Segundo a tradição, a Porta do Céu não era a única casa de oração dos Açores. Só na capital de São Miguel teriam sido cinco, com um sexto em Vila Franca. A elegância e riqueza do mobiliário do templo-mor de Ponta Delgata, bem como a própria construção, testemunham o bem-estar dos judeus menos de vinte anos após a sua chegada (ou, melhor dizendo, o seu regresso). Desejosos de se integrarem nas ilhas, aí adquiriram imóveis e aí registaram os seus negócios em português, adoptando a nacionalidade portuguesa na primeira metade da década de 1830. exportação, sobretudo com ligações de e para Inglaterra, de onde importavam os produtos que vendiam em suas diversas lojas da cidade. Menos interessados ​​na compra de terrenos agrícolas e pomares, foram, por outro lado, particularmente ativos na exportação dos mais importantes produtos produzidos na ilha entre os séculos XVIII e XIX, nomeadamente o chá, o tabaco e o ananás.
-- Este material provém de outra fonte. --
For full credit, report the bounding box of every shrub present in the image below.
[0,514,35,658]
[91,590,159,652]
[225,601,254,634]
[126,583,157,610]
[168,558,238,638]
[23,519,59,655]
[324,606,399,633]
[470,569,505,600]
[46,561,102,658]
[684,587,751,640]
No entanto, será o declínio do comércio de laranja, bem como os muitos casamentos mistos e a chegada de novos empresários à ilha para reduzir seu número na ilha, os judeus locais estão cada vez mais interessados ​​em se estabelecer no Brasil e na América do Norte.

Hoje, apesar da chegada antes e durante a Segunda Guerra Mundial de judeus alemães e poloneses fugindo dos nazistas, a população judaica de São Miguel e dos Açores praticamente desapareceu, sem judeus praticantes entre os residentes. No entanto, o orgulho da ressurgente sinagoga e os testemunhos judaicos espalhados pelo arquipélago estão vivos e bem.. A atenção vem dos muitos descendentes de portugueses que agora residem no Brasil e na América do Norte e viajam frequentemente para essas terras mágicas, mas também dos próprios habitantes locais, não tão estranhos à história judaica. Em 2004, uma equipa do Hospital Espírito Santo de Ponta Delgado estudou o cromossoma Y da população açoriana, demonstrando que 13,4% do seu ADN é judeu. Mas isso, provavelmente, muitas famílias locais já sentem há algum tempo.